Fake Steve Rails at AT&T - alanthonyc
http://www.fakesteve.net/2009/12/a-not-so-brief-chat-with-randall-stephenson-of-att.html?utm_source=feedburner&utm_medium=feed&utm_campaign=Feed%3A+TheSecretDiaryOfSteveJobs+%28The+Secret+Diary+of+Steve+Jobs%29&utm_content=Google+Reader

======
shalmanese
[http://www.joelonsoftware.com/articles/CamelsandRubberDuckie...](http://www.joelonsoftware.com/articles/CamelsandRubberDuckies.html)

"Bad Idea #1: Site Licenses.

The opposite of segmentation, really. I have certain competitors that do this:
they charge small customers per-user but then there's a "unlimited" license at
a fixed price. This is nutty, because you're giving the biggest price break
precisely to the largest customers, the ones who would be willing to pay you
the most money. Do you really want IBM to buy your software for their 400,000
employees and pay you $2000? Hmm?

As soon as you have an "unlimited" price, you are instantly giving a gigantic
gift of consumer surplus to the least price-sensitive customers who should
have been the cash cows of your business."

On the other hand, consumers massively prefer unmetered services as it avoids
the cognitive tax of figuring out variable pricing.

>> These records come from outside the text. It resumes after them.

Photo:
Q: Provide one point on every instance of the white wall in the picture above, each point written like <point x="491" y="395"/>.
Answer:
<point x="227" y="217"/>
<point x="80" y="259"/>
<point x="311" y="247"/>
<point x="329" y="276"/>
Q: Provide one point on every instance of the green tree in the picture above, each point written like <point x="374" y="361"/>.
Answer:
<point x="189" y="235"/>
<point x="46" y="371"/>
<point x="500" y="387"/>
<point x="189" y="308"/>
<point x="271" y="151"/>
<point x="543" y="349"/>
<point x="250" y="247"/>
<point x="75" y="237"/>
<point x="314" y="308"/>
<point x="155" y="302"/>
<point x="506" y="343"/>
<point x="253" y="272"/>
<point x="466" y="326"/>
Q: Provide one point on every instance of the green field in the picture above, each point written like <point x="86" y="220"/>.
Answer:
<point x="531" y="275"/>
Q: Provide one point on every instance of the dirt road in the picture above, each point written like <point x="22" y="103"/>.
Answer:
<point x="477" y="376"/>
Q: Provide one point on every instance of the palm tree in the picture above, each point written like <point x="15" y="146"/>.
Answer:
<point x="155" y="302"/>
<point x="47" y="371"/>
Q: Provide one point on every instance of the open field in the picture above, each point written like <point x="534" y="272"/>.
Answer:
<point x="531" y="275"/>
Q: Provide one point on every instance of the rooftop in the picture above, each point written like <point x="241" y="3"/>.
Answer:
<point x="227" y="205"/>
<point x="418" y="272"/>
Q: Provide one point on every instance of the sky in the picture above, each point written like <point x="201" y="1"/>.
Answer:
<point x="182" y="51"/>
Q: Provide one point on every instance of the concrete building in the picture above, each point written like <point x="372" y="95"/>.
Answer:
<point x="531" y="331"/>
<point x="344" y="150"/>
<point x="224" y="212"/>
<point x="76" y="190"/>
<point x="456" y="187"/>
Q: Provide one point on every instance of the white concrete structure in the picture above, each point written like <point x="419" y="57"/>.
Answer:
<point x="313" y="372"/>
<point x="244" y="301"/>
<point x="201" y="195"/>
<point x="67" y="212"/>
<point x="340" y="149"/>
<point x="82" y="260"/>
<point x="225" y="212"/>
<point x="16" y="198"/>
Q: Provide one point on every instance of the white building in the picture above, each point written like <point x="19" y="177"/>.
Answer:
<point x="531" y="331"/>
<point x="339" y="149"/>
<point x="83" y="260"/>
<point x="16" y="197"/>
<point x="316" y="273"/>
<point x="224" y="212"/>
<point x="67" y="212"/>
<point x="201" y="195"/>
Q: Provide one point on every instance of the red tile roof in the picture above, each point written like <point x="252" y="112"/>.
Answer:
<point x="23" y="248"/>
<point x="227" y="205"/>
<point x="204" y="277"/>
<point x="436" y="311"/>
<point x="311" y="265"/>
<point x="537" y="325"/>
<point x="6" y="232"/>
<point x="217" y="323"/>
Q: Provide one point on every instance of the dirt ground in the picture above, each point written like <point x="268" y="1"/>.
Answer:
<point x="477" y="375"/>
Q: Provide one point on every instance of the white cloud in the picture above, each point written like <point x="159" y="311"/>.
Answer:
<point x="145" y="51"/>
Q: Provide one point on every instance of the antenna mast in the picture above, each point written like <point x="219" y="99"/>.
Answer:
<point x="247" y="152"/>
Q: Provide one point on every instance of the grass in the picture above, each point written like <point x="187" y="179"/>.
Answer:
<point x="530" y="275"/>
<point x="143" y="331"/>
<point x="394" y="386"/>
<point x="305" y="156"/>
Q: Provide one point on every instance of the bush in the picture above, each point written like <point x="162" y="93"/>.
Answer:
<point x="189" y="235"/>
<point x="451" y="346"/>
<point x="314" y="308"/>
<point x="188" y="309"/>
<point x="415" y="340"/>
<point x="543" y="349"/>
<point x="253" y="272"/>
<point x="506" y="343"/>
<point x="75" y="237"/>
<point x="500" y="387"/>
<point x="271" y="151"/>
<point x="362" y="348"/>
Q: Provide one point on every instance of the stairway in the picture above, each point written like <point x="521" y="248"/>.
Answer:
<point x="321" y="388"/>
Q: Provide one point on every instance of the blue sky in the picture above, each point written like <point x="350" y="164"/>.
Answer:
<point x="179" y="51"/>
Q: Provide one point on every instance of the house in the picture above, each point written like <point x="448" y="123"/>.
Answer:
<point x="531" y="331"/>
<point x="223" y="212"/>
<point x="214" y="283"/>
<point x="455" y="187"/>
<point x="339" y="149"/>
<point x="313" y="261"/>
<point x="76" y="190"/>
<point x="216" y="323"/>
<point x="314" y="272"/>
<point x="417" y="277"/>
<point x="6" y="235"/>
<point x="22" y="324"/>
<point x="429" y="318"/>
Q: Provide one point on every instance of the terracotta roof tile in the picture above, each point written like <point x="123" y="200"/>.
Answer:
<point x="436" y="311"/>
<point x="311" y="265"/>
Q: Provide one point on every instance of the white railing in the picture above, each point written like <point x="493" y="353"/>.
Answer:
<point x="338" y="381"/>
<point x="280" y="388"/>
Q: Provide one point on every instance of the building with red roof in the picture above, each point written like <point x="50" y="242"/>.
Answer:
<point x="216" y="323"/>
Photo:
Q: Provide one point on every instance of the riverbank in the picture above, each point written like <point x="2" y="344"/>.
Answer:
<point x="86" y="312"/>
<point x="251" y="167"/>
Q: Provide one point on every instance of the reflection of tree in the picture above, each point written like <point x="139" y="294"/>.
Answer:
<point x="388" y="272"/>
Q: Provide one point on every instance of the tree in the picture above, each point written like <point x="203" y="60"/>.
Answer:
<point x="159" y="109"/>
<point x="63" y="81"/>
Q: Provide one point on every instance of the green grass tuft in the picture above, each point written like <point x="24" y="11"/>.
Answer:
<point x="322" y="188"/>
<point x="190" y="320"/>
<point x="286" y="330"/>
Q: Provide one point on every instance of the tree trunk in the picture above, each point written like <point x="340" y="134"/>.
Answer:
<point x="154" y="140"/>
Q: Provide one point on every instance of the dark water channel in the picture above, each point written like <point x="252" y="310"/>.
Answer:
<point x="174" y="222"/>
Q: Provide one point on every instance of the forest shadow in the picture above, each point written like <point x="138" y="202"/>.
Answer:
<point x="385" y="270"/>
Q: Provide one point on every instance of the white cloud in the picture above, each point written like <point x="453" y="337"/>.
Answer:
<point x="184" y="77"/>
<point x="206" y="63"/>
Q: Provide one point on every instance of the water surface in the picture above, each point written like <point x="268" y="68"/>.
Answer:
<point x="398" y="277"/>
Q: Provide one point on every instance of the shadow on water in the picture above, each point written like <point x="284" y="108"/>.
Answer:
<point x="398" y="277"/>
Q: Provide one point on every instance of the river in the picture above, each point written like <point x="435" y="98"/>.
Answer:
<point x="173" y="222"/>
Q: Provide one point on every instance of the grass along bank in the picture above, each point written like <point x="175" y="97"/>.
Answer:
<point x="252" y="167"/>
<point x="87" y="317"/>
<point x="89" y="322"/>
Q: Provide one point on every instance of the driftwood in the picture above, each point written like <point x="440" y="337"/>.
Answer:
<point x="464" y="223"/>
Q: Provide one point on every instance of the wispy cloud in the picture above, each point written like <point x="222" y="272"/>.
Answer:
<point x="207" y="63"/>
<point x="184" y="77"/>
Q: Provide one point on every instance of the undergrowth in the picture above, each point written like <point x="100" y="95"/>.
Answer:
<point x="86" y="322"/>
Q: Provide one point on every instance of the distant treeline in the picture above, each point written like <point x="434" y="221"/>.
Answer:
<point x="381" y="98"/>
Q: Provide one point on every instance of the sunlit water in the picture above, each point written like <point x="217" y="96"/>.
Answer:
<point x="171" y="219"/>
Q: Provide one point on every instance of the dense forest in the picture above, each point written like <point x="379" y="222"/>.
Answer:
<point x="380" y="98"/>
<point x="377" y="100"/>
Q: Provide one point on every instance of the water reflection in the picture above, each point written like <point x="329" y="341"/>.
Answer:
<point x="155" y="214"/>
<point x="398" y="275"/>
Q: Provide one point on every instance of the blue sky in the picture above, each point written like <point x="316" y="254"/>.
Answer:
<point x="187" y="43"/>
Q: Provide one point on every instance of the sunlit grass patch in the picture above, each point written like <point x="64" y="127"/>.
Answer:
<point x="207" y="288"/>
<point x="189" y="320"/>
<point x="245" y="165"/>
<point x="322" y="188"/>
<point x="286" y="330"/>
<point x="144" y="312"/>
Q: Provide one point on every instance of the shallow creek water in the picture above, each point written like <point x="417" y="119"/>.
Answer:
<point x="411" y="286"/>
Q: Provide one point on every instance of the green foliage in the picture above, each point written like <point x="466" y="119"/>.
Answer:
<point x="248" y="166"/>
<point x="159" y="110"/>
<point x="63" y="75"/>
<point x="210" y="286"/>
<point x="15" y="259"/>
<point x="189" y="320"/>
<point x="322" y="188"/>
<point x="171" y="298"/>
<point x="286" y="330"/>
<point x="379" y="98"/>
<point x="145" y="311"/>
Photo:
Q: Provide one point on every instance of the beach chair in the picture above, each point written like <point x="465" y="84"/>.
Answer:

AT&T is in a weird position here as these two forces are almost exactly
balanced. It can either choose to start metering now and then flip flop a
couple of years later or tough it out until provisioning bandwidth becomes
cheap enough to not meter. Neither of these is an especially appealing
solution.

------
alanthonyc
Pretty on point.

"There was this weird lump in my throat, this tightness in my chest. I had
this vision of the future — a ruined empire, run by number crunchers, squalid
and stupid and puffed up with phony patriotism, settling for a long slow
decline."

------
ksowocki
Pretty funny. I lol'ed the whole way through.

All joke aside though, what kind of company makes a move like that to f*ck
their early adopters? That can't be good for business, not matter WHAT the
numbers look like.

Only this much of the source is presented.